Ülke Kodu
RO
Zaman dilimi
Europe/Bucharest
Dil
Rumence
Para birimi
Rumen Leyi
Telefon kodu
40
Başkent
Bükreş
Güçlendirilmiş kiliseleri ve boyanmış manastırları eskiden kalma manzaranın arasında kral gibi durmaktadır. Hayat dolu Bükreş’ten enerji taşarken Sibiu ve Braşov gibi eski Saxon yerleşim yerleri cazibe sızdırmaktadır.
Dracula’yı bize bahşeden toprakların ağzı açık bırakan kaleleri tehlikeli bir şekilde kayalık tepelerin zirvelerine kurulmuştur. Zirvelerde ürkütücü Bran kalesi ve onun Bram Stoker’ın kurgusal sayımıyla sahte bağlantısı, var tabii ki. fakat Hunedoara’nın 14’üncü yüzyıl Corvin kalesi veya Kral 1.Carol’un muhteşem 19’uncu yüzyıl kazıklı kalesi olan Peleş kalesi... Curtea de Argeş’in kuzeyinde Vlad Tepeş zamanından kalma eski bir kalenin kalıntılarını bulacaksınız. Maramureş’te orta çağlardan gelmişe benzeyen, otlaklarla, atlı arabalarla ve muhteşem ahşap kiliselerle birleşen, kasaba ve köyler keşfedeceksiniz.

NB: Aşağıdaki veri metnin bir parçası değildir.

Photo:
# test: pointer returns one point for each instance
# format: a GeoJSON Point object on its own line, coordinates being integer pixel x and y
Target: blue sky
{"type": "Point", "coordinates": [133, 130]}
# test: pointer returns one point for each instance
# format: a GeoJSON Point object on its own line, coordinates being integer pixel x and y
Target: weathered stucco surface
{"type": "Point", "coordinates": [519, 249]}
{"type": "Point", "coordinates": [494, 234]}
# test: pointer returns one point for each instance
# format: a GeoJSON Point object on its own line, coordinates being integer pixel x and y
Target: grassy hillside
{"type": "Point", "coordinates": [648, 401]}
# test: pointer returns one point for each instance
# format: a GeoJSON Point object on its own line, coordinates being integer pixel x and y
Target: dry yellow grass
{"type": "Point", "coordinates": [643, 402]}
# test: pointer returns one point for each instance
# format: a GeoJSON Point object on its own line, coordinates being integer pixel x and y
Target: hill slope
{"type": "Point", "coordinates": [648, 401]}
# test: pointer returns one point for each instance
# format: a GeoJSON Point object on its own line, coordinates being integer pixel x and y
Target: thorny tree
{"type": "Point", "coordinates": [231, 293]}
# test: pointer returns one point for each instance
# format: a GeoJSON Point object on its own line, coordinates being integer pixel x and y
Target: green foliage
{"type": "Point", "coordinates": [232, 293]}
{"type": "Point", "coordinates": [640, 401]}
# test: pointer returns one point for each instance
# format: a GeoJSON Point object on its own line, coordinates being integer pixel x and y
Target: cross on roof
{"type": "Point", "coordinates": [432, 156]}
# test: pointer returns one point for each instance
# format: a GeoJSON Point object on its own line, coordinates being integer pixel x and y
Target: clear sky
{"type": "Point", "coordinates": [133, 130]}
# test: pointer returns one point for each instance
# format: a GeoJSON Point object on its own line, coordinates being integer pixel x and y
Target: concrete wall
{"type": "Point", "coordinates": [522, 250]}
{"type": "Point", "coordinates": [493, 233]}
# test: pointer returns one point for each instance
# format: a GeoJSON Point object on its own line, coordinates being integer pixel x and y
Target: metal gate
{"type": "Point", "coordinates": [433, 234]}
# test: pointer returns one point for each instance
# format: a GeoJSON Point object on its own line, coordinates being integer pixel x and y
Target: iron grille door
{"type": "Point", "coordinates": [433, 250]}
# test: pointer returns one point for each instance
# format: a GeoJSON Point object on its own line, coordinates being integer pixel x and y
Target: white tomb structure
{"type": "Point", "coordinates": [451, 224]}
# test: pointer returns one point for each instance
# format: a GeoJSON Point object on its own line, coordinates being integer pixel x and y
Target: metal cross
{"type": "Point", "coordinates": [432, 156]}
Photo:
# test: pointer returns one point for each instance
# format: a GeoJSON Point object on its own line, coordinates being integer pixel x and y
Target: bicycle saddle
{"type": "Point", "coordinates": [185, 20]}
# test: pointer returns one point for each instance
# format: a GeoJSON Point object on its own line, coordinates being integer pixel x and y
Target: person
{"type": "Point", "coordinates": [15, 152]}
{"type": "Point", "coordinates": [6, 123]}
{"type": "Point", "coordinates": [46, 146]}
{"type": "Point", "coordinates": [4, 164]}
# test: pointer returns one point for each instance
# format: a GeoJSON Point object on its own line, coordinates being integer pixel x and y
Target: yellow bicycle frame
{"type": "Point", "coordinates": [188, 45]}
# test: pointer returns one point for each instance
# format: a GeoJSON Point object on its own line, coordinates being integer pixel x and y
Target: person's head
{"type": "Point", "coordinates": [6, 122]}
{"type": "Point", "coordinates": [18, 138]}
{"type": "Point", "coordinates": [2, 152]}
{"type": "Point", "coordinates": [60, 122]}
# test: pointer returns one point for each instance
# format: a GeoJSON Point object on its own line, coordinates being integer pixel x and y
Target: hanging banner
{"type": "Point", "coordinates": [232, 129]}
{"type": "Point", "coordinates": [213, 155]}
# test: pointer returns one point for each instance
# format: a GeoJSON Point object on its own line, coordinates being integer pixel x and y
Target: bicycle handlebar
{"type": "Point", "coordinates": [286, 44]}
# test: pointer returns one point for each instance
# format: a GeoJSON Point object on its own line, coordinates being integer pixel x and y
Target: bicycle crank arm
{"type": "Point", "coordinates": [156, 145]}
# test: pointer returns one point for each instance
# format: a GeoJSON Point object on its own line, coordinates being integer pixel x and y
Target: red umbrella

Bir ülke sadece sadece insanları kadar güzel olabilir ve Romanya’nın her bölgesinde açık, dost canlısı tarihiyle gurur duyan ve bunu ziyaretçilerle paylaşmak için çok hırslı insanlar bulacaksınız. Turizmin büyümesine rağmen Romanya yabancılar için ücra bir yer olarak kalmaya devam etmektedir. Bundan dolayı yerel halk tarafından kendilerini göstermek için övücü sözler söylendiğini duyacaksınız. Romanyalılar Bükreş’te kendi insanlarının kabalık ve edepsizliklerini bile kınarlar, fakat buna rağmen eğer çabalarsanız sizinle içki içip size uyacak birilerini bulabilirsiniz.
Karpat Dağları etrafı çam ve yaprak döken ağaçlardan oluşan korularla çevrili kayalık zirveler yığını bırakarak ülkenin merkezine doğru geniş bir yay çizer ve parlak yeşil çayırlara uzanır. Zirve eteklerinde yürüyüşler düzenlenir, dağ kulübeleri ağı gece dinlenebilmeniz için size kalacak yer sağlar. Avrupa’nın ikinci en uzun nehri olan Tuna, birden kuzeye dönüp Karadeniz’e dökülmeden önce Romanya’nın güney sınırını çizer. Tuna deltası geniş ve eşsiz korunaklı bir sulak alan olmakla birlikte yürüyüş, balıkçılık, sandalla dolaşma ve kuş gözlemciliği için mükemmel bir yerdir.
Romanya tarihi azılı Osmanlı savaşçılarla savaşan kahraman prenslerin masallarıyla doludur. Bu doğru fakat, bazı yerleri gerçeği örtbas ediyor. Şöyle ki Romanya’nın çoğu yüzyıllardır barış kültürü oluşturmaya çalışmıştır. Dağlık coğrafya ve geçilebilen yolların azlığı ekmek yapımı, çanak çömlek yapımı ve dokuma gibi işleri yaparak kendi yağıyla kavrulmak zorunda olan köylerin kurulmasını gerektirmiştir. Bu zamanlar ülkenin çoğu modern metodlara geçiş yaptı fakat bu daha basit yola yatkınlık devam etti. Halk müzeleri, özellikle açık hava müzelerine kesinlikle gitmelisiniz. Daha küçük köylerde bir çok adetin hala daha yaşatıldığını göreceksiniz.